There was a bit of personal connection, and outrage, at the events in the book. I come from a heavily Navy family. I remember my mom being intolerant of any racism in her presence, and I remember that she always attributed it to her father’s teaching her that race didn’t matter in the Navy. It’s good to remember that it wasn’t always that way, and even in my grandfather’s time, he may have served with a better segment of the Navy. He may have idealized it for his young daughter, to teach her a lesson. The video below shows footage of the aftermath of the explosion. I wouldn’t want to go back either.

Title: The Port Chicago 50: Disaster, Mutiny, and the Fight for Civil Rights
Author: Steve Sheinkin
Pages: 208
Age level: YA, middle school and up.
Illustrated: Photographs
Who I would give this book to: I think this would be a great book for the student’s coming in that need a book report for African American Heritage Month assignments.
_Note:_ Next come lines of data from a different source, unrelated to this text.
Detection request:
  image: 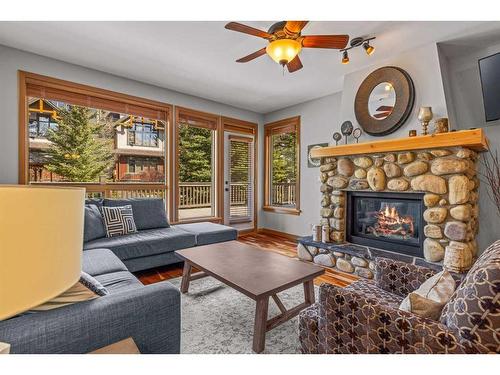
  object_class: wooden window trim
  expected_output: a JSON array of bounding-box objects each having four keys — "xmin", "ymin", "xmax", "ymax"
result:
[
  {"xmin": 219, "ymin": 116, "xmax": 259, "ymax": 230},
  {"xmin": 170, "ymin": 106, "xmax": 224, "ymax": 224},
  {"xmin": 262, "ymin": 116, "xmax": 301, "ymax": 215},
  {"xmin": 18, "ymin": 70, "xmax": 173, "ymax": 220}
]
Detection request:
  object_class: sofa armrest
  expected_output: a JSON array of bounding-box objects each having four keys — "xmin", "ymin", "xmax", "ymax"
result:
[
  {"xmin": 318, "ymin": 284, "xmax": 481, "ymax": 354},
  {"xmin": 375, "ymin": 258, "xmax": 436, "ymax": 297},
  {"xmin": 0, "ymin": 282, "xmax": 180, "ymax": 354},
  {"xmin": 299, "ymin": 303, "xmax": 319, "ymax": 354}
]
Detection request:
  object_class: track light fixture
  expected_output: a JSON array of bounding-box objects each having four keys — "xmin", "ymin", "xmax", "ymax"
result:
[
  {"xmin": 363, "ymin": 41, "xmax": 375, "ymax": 56},
  {"xmin": 342, "ymin": 51, "xmax": 349, "ymax": 64},
  {"xmin": 340, "ymin": 37, "xmax": 375, "ymax": 64}
]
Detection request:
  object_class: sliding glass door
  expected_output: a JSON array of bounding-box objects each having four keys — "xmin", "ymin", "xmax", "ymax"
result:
[{"xmin": 224, "ymin": 132, "xmax": 255, "ymax": 228}]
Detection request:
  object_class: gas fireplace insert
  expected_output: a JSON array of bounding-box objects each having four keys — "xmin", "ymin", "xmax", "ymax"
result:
[{"xmin": 346, "ymin": 191, "xmax": 424, "ymax": 257}]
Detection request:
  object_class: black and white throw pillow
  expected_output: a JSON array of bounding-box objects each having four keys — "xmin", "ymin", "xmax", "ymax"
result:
[{"xmin": 101, "ymin": 205, "xmax": 137, "ymax": 237}]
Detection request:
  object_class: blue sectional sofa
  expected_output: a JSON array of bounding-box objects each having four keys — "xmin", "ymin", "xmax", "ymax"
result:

It’s a great book, and at just over 200 pages it’s long enough for the teacher but not so long as to turn off the reluctant reader.
Setting: WWII American, mostly west coast
Favorite Character: The men who quietly made a stand for their safety and for fairness. They didn’t go into the situation with any plan of great change, but it was only of the early dominoes to fall in the process of military desegregation.
Favorite Moment: Anytime that the prosecuting attorney was shown to be wrong.